In the above example we know that there should be as there are only 2 logical groups.  However, we don't have to give the algorithm this information.  We could, allow it to determine the number of clusters itself, and then sense check the output for our 2 logical groups. Further,  we may not know the number of clusters in our data and want the algorithm to figure this our for us.  

These 2 approaches of whether or not to tell the algorithm in advance the number of clusters we want are called:

  • Flat Clustering - passing the expected cluster count as 'K'
  • Hierarchical Clustering.- not passing the expected cluster count as 'K'

Flat Clustering with K-Means

One of the most popular Flat Clustering algorithms is K-means.  This algorithm works on numerical data and assumes that the clusters in your data are in relatively sized groups.  The 'K', in K-means represents the number of clusters which you expect to find in the data.

This algorithm works by choosing 'K' points in the data as an initial estimate for the centres of our  expected clusters.

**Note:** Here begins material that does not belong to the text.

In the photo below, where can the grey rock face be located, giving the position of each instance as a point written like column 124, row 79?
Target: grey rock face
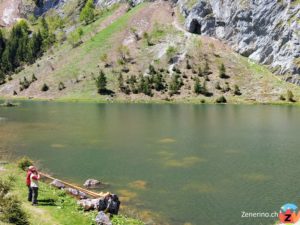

These centres are called Centroids.  The next step is to measure the distance (frequently Euclidean) from each remaining features to each Centroid, and assign the features to its nearest Centroid as the centre of its cluster.

Now that we have K Centroids with a cluster of feature sets around them, we take the mean of each cluster, and create a new Centroid where the mean of these points is located.  This process is repeated until our Centroids stop moving, at which point, we're done.

Fig. 1 K-means

Fig. 1 K-means

K-Means with the Iris Dataset

Let's take a look at an example of using K-Means with the Iris Dataset, which contains 50 samples of each 3 species of Iris:

  • Iris Setosa
  • Iris Virginica
  • Iris Versicolor

These species are the labels by which we want to cluster our data.  Our features are:

  • Sepal Length
  • Sepal Width
  • Petal Length
  • Petal Width

As K-means is an unsupervised algorithm we will be excluding these labels from our data and using Sci-kit learn's implementation of K-Means to classify the Iris data-set based on the features above. We will then compare the Labels classified by the algorithm with the true labels, and calculate our accuracy.  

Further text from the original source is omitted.